Although the regeneration capability is not as powerful as ESCs, MSCs have their own special properties. First, they can be easily harvested from many kinds of stroma. Bone marrow, adipose tissue, umbilical cord, skeletal muscle, even dental pulp, endometrial polyp, and menstrual blood contain MSCs.31 Second, MHC (major histocompatibility complex) antigens on the surface of MSCs are not expressed as often, making them more compatible with immune system. Third, MSCs target injured organ or tissue and show their pro- or anti-inflammatory effect according to the homing niche.32 MSCs are believed to be promising for the treatment of immune diseases because of these properties, especially in autoimmune diseases.

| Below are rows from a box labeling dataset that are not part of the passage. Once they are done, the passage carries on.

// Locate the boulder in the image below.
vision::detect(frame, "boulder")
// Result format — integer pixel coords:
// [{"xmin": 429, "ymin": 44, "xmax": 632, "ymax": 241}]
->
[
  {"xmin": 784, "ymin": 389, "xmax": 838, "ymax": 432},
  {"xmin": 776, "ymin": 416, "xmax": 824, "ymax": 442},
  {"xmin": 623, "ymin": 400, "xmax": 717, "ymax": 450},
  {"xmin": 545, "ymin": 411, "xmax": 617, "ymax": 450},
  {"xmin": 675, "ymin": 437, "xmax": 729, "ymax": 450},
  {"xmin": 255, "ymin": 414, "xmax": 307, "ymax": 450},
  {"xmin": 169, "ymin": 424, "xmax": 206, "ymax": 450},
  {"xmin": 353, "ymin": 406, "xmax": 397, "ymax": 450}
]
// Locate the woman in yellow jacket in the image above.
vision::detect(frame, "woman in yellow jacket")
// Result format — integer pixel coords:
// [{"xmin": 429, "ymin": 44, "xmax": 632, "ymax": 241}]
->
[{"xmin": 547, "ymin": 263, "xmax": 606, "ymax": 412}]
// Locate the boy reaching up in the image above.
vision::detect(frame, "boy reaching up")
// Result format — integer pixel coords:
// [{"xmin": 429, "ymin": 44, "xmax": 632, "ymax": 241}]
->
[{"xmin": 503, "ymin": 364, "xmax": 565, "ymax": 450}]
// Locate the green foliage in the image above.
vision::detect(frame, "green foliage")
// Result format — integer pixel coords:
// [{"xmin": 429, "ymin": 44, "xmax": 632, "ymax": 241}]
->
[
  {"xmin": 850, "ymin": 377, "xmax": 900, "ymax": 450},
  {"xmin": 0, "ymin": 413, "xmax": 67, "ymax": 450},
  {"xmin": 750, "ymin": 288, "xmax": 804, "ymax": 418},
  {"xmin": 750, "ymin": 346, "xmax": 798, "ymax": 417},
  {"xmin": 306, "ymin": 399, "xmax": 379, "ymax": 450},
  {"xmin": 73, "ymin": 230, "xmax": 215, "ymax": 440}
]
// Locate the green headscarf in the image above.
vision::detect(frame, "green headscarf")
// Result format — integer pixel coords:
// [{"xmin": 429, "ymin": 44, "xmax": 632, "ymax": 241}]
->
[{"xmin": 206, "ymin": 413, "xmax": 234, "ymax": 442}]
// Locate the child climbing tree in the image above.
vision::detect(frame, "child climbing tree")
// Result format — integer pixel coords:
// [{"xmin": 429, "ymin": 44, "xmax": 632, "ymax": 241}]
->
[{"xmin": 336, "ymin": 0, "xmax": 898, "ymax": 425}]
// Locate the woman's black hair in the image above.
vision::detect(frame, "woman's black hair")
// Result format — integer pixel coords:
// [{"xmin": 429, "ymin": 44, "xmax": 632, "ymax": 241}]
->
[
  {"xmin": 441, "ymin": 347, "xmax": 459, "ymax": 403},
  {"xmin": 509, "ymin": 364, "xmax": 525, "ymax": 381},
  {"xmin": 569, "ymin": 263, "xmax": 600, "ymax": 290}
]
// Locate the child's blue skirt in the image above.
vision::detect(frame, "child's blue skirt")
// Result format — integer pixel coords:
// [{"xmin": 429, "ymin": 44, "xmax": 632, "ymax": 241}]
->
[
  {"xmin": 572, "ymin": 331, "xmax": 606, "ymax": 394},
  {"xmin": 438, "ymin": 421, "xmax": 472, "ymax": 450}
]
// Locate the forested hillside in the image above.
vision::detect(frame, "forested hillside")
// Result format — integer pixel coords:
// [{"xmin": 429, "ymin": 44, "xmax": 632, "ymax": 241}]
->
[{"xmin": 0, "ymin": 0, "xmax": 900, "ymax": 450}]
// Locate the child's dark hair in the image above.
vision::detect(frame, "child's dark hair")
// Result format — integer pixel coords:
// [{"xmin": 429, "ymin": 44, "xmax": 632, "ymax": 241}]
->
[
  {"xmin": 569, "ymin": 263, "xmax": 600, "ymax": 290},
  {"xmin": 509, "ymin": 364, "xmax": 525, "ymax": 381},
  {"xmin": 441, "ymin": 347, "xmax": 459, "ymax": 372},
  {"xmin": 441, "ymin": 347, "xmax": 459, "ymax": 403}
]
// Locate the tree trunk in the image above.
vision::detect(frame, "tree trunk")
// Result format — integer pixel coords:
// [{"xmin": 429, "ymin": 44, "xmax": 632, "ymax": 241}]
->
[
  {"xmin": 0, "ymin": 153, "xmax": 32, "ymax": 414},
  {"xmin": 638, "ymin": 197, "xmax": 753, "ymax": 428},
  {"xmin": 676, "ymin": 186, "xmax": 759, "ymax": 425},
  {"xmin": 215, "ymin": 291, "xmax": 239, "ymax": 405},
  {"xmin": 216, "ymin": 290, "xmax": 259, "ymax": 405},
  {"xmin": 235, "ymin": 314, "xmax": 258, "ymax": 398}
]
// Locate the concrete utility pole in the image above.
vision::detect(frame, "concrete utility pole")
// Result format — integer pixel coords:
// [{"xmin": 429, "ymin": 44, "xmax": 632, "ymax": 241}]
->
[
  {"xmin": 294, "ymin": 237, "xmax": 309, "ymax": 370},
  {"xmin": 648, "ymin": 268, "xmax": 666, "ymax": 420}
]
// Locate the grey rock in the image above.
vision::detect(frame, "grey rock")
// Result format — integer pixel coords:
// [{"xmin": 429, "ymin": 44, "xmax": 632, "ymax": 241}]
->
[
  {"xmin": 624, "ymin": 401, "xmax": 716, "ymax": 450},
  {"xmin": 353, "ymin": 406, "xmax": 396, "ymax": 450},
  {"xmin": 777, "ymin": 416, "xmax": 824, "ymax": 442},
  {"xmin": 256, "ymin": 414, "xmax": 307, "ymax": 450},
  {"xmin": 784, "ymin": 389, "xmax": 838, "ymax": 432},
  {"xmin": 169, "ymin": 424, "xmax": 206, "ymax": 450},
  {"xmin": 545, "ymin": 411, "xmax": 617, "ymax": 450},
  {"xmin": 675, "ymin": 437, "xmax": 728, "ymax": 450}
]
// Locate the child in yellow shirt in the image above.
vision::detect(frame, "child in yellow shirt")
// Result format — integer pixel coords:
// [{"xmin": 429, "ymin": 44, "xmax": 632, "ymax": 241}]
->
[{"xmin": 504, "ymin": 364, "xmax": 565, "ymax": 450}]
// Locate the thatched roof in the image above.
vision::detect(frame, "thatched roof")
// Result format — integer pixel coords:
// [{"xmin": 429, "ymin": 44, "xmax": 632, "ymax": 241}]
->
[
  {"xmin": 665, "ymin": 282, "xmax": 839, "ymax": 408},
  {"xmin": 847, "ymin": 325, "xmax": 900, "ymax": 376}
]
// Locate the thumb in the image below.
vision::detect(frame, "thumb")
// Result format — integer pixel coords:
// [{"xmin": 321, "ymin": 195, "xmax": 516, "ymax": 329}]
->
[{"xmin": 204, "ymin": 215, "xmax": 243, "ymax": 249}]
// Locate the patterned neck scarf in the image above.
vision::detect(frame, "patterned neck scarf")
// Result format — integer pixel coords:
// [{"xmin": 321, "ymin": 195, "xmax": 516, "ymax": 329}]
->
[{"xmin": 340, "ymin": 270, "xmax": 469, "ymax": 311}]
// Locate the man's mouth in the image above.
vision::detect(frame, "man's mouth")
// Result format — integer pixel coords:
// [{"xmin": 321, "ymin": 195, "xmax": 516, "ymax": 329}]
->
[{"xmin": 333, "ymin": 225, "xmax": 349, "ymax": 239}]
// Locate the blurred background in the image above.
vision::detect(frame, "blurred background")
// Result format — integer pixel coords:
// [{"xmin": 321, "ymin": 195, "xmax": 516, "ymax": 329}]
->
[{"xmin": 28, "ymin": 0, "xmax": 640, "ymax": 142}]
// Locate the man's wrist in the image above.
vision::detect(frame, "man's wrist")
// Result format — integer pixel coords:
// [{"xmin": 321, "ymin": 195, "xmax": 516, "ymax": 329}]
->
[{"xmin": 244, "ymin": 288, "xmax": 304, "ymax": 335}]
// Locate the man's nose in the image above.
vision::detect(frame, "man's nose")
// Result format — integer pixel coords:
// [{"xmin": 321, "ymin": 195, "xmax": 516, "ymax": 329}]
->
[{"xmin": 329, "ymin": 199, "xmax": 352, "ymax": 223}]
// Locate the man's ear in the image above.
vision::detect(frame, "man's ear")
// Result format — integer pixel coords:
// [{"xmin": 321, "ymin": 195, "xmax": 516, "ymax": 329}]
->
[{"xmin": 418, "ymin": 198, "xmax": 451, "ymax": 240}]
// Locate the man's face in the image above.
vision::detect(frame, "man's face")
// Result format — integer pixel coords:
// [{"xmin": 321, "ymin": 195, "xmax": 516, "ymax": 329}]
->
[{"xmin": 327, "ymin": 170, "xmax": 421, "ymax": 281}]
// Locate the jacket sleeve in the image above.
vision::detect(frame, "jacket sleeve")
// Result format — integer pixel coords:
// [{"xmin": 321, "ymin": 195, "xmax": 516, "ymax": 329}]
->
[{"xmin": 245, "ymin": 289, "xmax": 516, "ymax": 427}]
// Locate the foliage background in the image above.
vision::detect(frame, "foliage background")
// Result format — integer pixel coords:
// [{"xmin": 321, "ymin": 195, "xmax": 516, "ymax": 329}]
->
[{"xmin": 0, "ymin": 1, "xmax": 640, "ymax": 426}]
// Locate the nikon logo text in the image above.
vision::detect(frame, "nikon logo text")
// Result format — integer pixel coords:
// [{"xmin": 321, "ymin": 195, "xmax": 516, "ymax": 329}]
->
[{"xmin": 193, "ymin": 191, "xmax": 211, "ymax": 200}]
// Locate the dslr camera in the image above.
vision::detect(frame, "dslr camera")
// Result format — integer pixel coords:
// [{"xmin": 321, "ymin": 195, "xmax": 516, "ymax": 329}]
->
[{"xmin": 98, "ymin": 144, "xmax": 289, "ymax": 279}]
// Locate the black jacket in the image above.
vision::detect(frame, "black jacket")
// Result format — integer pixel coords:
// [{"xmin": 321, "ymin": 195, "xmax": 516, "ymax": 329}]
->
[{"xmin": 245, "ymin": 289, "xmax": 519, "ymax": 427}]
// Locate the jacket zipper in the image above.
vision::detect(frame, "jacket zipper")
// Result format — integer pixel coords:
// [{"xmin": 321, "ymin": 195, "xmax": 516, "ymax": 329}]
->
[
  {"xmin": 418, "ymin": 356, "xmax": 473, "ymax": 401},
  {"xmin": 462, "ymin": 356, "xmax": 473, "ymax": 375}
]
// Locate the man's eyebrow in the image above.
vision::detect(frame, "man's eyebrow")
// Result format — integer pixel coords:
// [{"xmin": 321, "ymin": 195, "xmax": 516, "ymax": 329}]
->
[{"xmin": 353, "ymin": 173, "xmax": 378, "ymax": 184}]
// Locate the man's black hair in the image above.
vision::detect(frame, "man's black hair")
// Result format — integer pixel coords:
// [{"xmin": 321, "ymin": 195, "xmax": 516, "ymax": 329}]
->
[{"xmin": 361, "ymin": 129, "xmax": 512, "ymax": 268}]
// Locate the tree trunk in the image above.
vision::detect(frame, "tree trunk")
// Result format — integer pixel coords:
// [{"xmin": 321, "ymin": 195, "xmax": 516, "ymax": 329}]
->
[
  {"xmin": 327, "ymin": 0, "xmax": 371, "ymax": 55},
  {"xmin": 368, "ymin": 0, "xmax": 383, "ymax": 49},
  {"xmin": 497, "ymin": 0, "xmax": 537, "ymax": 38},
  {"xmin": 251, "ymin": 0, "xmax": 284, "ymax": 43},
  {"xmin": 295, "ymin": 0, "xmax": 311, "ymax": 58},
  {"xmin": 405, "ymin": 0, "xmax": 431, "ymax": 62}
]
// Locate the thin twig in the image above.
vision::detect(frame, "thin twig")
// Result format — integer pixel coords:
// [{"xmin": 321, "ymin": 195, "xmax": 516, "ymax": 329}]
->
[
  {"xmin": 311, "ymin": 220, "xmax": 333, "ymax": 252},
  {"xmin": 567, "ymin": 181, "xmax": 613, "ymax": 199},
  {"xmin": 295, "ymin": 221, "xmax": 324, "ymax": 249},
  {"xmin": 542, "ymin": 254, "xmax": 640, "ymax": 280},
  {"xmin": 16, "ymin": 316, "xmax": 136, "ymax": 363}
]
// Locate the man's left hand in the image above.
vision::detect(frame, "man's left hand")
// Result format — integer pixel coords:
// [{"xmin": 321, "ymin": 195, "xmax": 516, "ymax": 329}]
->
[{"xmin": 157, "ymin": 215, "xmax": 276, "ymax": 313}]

AITDs attack functioning follicular cells. Many cytokines and immune cells are involved in AITDs.33 This commonly leads to hypothyroidism. Hashimoto's thyroiditis is recognized as an AITD. It is characterized by lymph cell infiltration, fibrotic changes, and parenchymal atrophy.34 MSCs, which are isolated from human fetal umbilical cord tissue, are found to have therapeutic functions for Hashimoto's disease in rat models. Fewer thyroid lesions and lymphoid infiltration are observed.35 The main mechanism is the modulation of Th17/Treg (T helper cell 17/regulatory T cells) cell balance.36 Choi et al37 used human adipose tissue derived from MSCs (hATMSC) and murine CLTA4Ig (cytotoxic T lymphocyte-associated antigen-4 immunoglobulin) gene-transduced hATMSC to treat mice with autoimmune thyroiditis. Both hATMSC and gene-transduced hATMSC decrease the production of proinflammatory cytokines and turn the Th1/Th2 (T helper cell 1/ T helper cell 2) balance back again. ATMSC from different kinds of mice have the same treatment effect whether they are syngeneic or allogeneic transplantations.37 The intercellular adhesion molecule-1 facilitates the homing process of MSCs after they are injected via veins and modulates the immune cytokines secreted by homed MSCs.38 In a rat's Hashimoto's thyroiditis model, MSCs reduce thyroid lesions through lymphoid infiltration via regulating Th17/Treg cells interactions.36 Another AITD is Graves’ disease, which usually causes Graves’ ophthalmopathy. Human placental MSCs inhibit the activation of orbital fibroblasts and ameliorate adipogenesis in orbital tissue.39,40

As mentioned above, MSCs migrate to inflammatory sites, but can they house cancer sites? The cancer sites are pathologically similar to those unresolved wounds that induce the migration of MSCs around cancers.41 Under magnetic tracing techniques, researchers find that MSCs house various kinds of tumors, acting as both primary and secondary cancer sites for breast cancer,42 lung cancer,43 ovarian tumors,44 and other kinds of malignancies.45 As far as we know, the mechanisms for MSCs’ homing to tumor sits are unclear. In breast cancer, it is believed that TGF-β1 (transforming growth factor-β) attracts MSCs into a cancer niche. Neutralizing TGF-β1 antibodies significantly inhibits the migration of MSCs.42 In addition to housing injured sites, the chemotactic gradients of cytokines and growth factors, such as macrophage-derived chemokine, stromal-derived factor-1, and insulin-like growth factor-1, play significant roles during the migration.46 Jak2/STAT3 (Janus kinases 2/signal transducer and activator of transcription 3), MEK/ERK1/2 (mitogen-activated protein kinase/ extracellular signal-regulated kinase), p38 (mitogen-activated protein kinase p38) signaling pathways, and CXCR4 (C-X-C chemokine receptor type 4) axis are involved in promoting migration of MSCs toward tumor sites.47 MSCs differentiate between pro- and anti-inflammatory cell types according to the homing niche microenvironment. They will become tumor-type cells in the cancer environment. Several reports have showed that MSCs promote tumor growth and metastases.48 So, how can MSCs be used in anticancer treatments? Because of the self-tumor-homing property, MSCs are used as vectors for specific genes in anticancer therapy. Suicide genes, such as cytosine deaminase, herpes simplex virus thymidine kinase (HSV-TK), CYP2B6/cyclophosphamide, and inducible caspase-9/chemical inducer of dimerization, are transferred into MSCs. Those cells are then injected intravenously.49 MSCs with suicide genes inhibit tumor growth50 and suppress cancer metastases.51 Tang and colleagues52 isolated exosomes from MSCs, which inhibit proliferation, invasion, and migration of thyroid carcinoma cells.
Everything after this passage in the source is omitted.